In any case, there is still possible to perform non-parametric analyses.

I would like to be convinced my doubts are baseless. I would be more than happy to see the paper published!

Here I am putting 'major revision'. But if am wrong, my suggestion is 'minor', and only more precise description of the methods would be necessary.

Comments for author File: Comments.7z

Author Response

Dear Reviewer 2,

Thank you very much for your commentaries to the article. Following your recommendation and after carefully reviewing the data, we decided to do non-parametric tests. In addition, the data have been re-ordered and the results are presented by species. In consequence, Table 4 has been deleted.
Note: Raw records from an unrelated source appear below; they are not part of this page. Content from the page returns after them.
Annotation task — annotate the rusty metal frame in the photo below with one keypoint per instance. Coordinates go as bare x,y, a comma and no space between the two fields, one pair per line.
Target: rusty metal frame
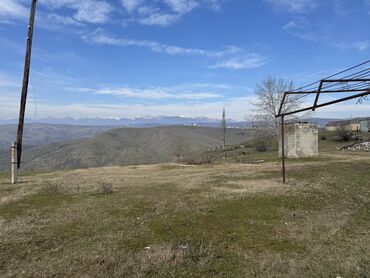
358,85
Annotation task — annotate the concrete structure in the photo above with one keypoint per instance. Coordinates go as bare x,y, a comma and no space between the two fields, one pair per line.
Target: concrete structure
365,126
14,174
301,140
337,125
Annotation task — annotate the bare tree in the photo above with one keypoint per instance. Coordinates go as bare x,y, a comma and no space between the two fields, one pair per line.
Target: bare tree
269,94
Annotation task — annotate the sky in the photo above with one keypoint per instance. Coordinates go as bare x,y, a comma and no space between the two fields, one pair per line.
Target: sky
134,58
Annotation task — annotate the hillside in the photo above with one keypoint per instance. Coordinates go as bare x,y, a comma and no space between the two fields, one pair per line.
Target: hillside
39,134
174,220
126,146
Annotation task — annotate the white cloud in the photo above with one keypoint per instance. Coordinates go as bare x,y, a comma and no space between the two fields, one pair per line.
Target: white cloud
233,57
248,61
159,19
186,92
89,11
164,12
295,6
131,5
12,9
182,6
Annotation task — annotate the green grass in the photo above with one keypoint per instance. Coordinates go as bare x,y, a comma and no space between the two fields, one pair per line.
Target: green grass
173,221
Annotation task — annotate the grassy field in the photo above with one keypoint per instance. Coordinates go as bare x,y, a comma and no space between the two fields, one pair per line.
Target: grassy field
225,219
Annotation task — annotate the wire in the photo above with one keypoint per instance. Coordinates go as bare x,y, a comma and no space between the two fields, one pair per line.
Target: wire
336,74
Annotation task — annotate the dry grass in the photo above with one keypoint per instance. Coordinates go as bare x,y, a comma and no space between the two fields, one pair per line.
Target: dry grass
172,220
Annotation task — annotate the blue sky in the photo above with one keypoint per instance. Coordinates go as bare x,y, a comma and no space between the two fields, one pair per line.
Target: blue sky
131,58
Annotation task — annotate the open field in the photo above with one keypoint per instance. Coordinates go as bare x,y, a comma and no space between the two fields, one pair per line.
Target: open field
169,220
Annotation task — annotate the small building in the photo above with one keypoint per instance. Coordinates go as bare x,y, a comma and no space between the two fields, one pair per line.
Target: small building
365,126
353,125
336,125
301,140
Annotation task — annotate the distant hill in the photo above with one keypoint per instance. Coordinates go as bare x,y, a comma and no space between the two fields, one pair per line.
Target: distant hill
39,134
126,146
151,121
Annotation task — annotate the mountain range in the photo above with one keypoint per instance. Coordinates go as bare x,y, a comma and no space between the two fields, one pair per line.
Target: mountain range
148,121
125,146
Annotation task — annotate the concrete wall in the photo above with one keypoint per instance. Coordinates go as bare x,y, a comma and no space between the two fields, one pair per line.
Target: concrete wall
301,140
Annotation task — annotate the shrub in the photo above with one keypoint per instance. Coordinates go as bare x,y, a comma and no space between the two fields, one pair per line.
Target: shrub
105,187
54,188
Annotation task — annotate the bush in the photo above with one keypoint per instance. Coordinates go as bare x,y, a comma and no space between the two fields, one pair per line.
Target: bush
105,187
54,188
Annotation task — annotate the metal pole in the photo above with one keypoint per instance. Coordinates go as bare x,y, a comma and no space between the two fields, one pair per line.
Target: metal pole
14,174
283,148
26,76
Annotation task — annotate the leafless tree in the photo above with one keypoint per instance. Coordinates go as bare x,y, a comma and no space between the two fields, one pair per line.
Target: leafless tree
269,94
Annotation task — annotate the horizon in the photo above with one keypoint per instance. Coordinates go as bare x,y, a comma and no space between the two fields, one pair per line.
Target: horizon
128,58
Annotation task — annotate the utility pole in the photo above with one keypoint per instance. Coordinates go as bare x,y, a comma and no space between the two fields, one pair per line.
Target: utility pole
223,132
26,76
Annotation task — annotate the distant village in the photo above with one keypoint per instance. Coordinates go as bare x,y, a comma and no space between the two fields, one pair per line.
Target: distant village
355,125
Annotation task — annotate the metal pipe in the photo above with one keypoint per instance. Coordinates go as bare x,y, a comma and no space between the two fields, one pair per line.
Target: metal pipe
283,148
26,75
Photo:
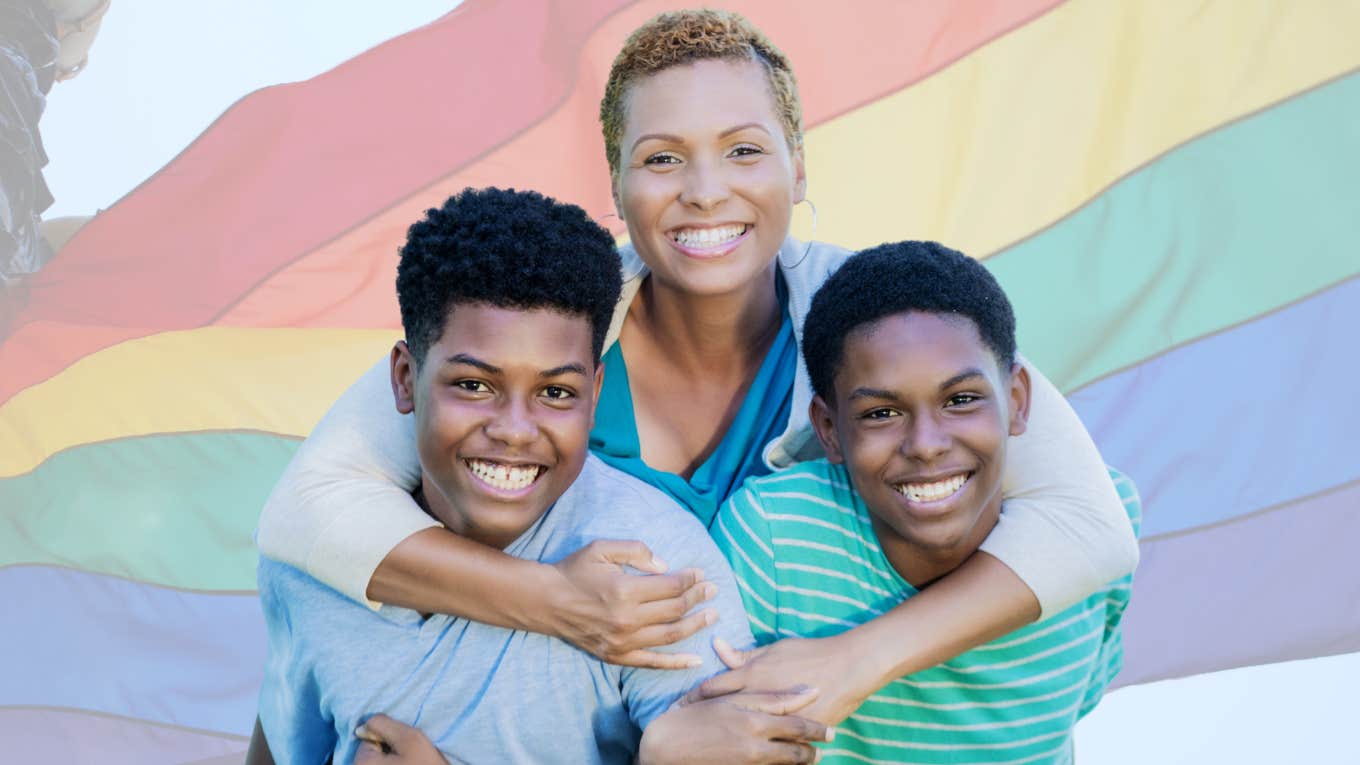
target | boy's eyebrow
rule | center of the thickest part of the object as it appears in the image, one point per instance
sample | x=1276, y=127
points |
x=565, y=369
x=966, y=375
x=473, y=361
x=872, y=394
Tables 1 to 3 have been elaborated with the results of Kruskal Wallis tests applied to the samples, followed by stepwise stepdown comparisons as post-hoc tests (Campbell and Skillings, 1985).  The corresponding changes have been made to the Materials and Methods section and the reference indicated has been added to the reference list.  

The data corresponding to Silene gallica have been left in Tables 1 and 3, corresponding to the higher results obtained in this species with the convex model (DM2). Thus, according to your commentary, Silene gallica is now presented in the group of convex seeds.

We want to thank you for your contribution to improve the presentation of the results.

Round 3

Reviewer 2 Report

I am really glad the Authors made the changes in the manuscript opting for non-parametric methods, which in this case, seem to be a safer way and much more accurate.
The only thing I would like to suggest here is that the Authors mention what exactly post hoc tests they used.
Secondly, please note that the term 'Post Hoc' was used together with 'post-hoc'. I think the form 'post hoc' (small letters, no dash) is preferred.

Author Response

Dear Reviewer 2,

Following your recommendation, the post hoc tests used have now been indicated in the corresponding section of Materials and Methods (4.5. Statistical analysis).
The form 'post hoc' (small letters, no dash) is now used in all instances. 

We thank you very much for your contribution to the fianl version of the article.